Entscheidungsstichwort (Thema)
Zur Abgrenzung eines Diagnosefehlers zum Befunderhebungsversäumnis bei Vaginalfistel mit Verbindung zum Rektum
Leitsatz (amtlich)
Hat der Chirurg vor Entfernung einer Vaginalfistel von einer sinnvollen, aber nicht hinreichend verlässlichen Untersuchung abgesehen (hier: Proktoskopie) und stattdessen eine aussagekräftige Bildgebung (hier: MRT) veranlasst und außerdem unter der Operation durch Blaufüllung eine Fistelverbindung zum Enddarm ausgeschlossen, lässt sich der Vorwurf eines zur Beweislastumkehr führenden Befunderhebungsversäumnisses nicht auf die unterbliebene Proktoskopie stützen.
Normenkette
BGB §§ 249, 253, 276, 280, 611, 823
Verfahrensgang
LG Mainz (Urteil vom 08.11.2013; Aktenzeichen 2 O 208/11) |
Tenor
Die Berufung der Klägerin gegen das Urteil des LG Mainz vom 8.11.2013 wird zurückgewiesen.
Die Klägerin hat die Kosten des Berufungsverfahrens zu tragen.
Das Urteil ist vorläufig vollstreckbar.
Die Klägerin kann die Vollstreckung gegen Sicherheitsleistung i.H.v. 110 % des jeweils vollstreckbaren Betrages abwenden, wenn nicht zuvor die Beklagte Sicherheit in gleicher Höhe leistet.
Die Revision wird nicht zugelassen.
Gründe
I. Wegen einer "Fistelbildung nach zweimaliger Bartholinischer Zystenentfernung" wurde die Klägerin vom 27.7.2009 bis zum März 2010 im Krankenhaus der Beklagten, dort überwiegend von Prof.

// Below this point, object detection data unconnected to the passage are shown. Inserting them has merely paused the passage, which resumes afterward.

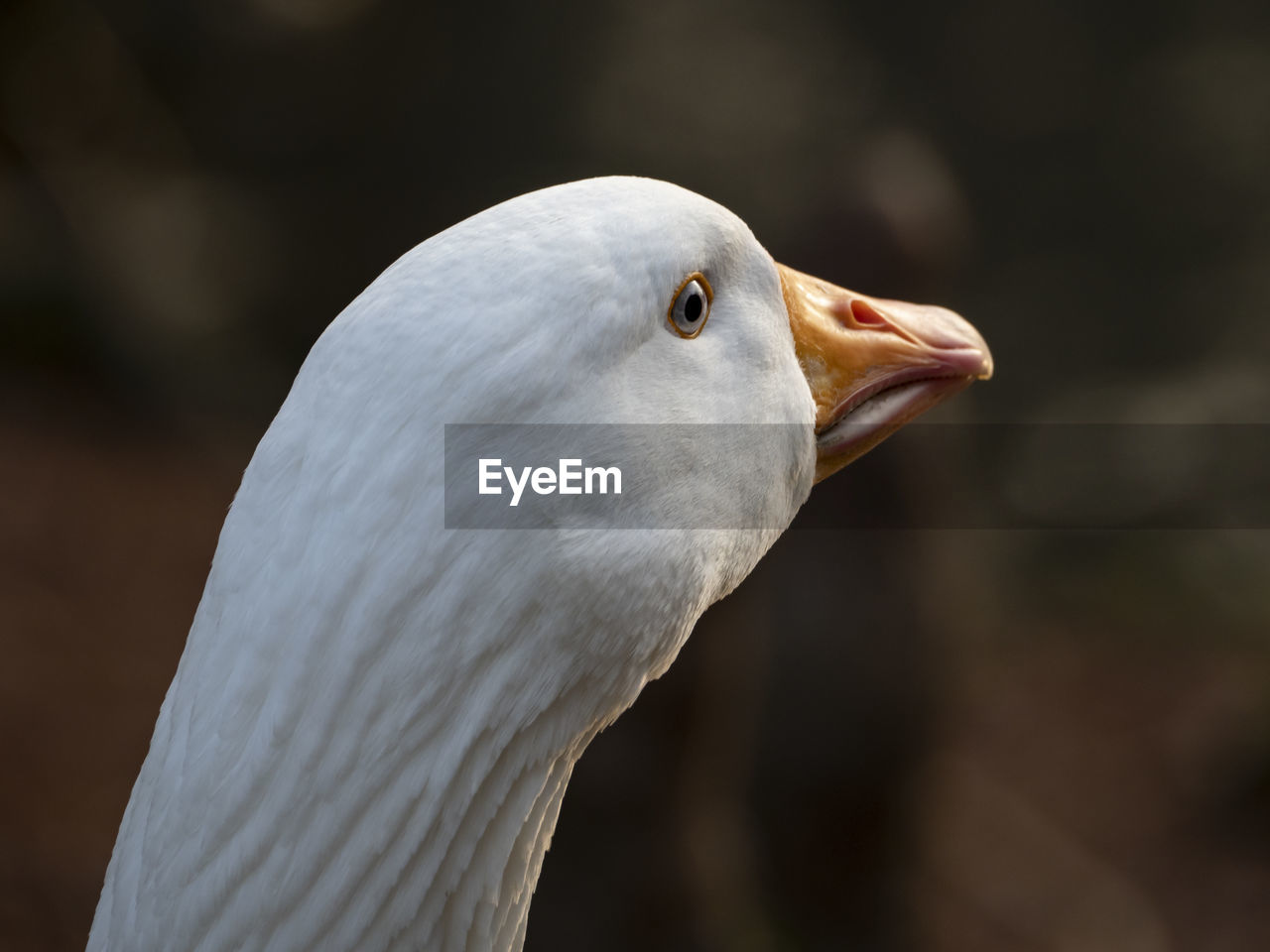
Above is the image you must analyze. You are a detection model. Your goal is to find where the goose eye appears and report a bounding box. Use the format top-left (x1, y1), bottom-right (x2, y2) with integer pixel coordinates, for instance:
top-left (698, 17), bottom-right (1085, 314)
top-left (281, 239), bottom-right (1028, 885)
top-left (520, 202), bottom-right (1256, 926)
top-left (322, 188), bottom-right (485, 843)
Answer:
top-left (667, 274), bottom-right (713, 337)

Dr. X, operativ (am 6.8.2009 und am 5.11.2009), stationär und ambulant behandelt.
Nach einem anderenorts im August 2010 durchgeführten plastischen Fistelverschluss gelang die Ausheilung des entzündlichen Geschehens im Laufe des Jahres 2011.
Die Klägerin hat in erster Instanz den für die Beklagte handelnden Personen, insbesondere Prof. Dr. X, vorgeworfen, keine dem medizinischen Standard genügende Fisteldiagnostik betrieben zu haben. Wären die notwendigen Untersuchungen, ein Becken-MRT, eine Endosonographie und eine Proktoskopie durchgeführt worden, wäre die innere Öffnung der Fistel zum Rektum hin erkannt worden. Infolge dieser Versäumnisse habe sie bis ins Jahr 2011 hin unter lang andauernden physischen und psychischen Beeinträchtigungen gelitten. Sie hat deshalb, jeweils zu verzinsende, immaterielle (15.000 EUR) und materielle Schäden (26.552,11 EUR), die Erstattung vorgerichtlicher Rechtsanwaltskosten und die Feststellung einer weiteren Ersatzpflicht der Beklagten begehrt (Anträge 09, 172, 306, 325 GA).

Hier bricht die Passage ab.